Tuesday’s complaint also notes the case of Curtis Lee Kyles, who won a new trial in a 1984 death case after prosecutors withheld information.

Thompson’s case drew national attention in 2011 when the U.S. Supreme Court decided 5-4 to overturn a $14 million judgment he’d won against Connick’s office, Williams and others for his wrongful conviction.

According to the court record, Thompson was first convicted in 1985 in an unrelated attempted armed robbery. That conviction proved important at his murder trial. Fearing the conviction would be used to challenge his credibility, Thompson chose not to testify in his own defense. Then, prosecutors noted the armed robbery attempt as they argued for the death penalty in the murder case.

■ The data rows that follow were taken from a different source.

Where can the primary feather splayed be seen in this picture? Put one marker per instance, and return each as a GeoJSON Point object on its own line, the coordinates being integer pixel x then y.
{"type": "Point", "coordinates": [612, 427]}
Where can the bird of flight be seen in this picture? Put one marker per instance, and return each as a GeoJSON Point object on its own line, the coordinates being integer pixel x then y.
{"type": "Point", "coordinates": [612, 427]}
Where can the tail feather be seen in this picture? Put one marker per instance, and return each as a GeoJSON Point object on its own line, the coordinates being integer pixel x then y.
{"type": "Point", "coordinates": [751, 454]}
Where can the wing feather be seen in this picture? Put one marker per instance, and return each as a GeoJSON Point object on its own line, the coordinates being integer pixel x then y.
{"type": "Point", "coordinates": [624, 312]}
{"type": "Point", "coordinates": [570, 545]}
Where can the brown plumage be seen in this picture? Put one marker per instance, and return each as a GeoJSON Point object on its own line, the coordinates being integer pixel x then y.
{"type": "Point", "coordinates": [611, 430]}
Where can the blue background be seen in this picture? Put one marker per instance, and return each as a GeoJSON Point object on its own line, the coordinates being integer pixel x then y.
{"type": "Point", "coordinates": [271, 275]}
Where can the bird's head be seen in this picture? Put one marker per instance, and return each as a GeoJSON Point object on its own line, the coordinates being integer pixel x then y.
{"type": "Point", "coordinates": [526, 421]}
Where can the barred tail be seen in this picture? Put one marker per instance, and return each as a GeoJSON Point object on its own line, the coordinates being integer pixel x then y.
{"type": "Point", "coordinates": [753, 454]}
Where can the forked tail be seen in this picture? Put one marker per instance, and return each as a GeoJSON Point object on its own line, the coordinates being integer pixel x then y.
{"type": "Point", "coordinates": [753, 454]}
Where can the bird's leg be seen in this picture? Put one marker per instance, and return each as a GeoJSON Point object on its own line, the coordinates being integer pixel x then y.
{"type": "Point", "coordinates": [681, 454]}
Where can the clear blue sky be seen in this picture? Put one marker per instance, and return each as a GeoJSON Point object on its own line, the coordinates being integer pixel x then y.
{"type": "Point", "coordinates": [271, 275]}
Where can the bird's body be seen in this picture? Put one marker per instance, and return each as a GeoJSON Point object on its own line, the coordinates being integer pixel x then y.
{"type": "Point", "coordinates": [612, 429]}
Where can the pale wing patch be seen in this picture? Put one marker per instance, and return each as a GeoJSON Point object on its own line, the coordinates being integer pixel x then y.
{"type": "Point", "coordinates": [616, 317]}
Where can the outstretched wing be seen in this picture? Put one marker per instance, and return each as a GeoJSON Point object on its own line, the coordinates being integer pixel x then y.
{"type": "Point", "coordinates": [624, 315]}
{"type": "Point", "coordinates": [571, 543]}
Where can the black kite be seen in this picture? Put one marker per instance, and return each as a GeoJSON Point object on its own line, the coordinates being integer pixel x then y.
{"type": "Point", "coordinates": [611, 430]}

Later, it was found that prosecutors under Connick had not disclosed the existence of a swatch of victim clothing stained with the would-be robber’s blood, or a test showing the blood to be type B.

Thompson, who has type O blood, eventually was exonerated in the robbery and the murder.

Justice Clarence Thomas wrote a majority opinion rejecting the idea that the district attorney’s office should be punished for failing to provide specific training to prosecutors on evidence that must be turned over to the defense. A strong dissent from Ruth Bader Ginsburg held that Thompson was entitled to the award “for the gross, deliberately indifferent, and long-continuing violation of his fair trial right.”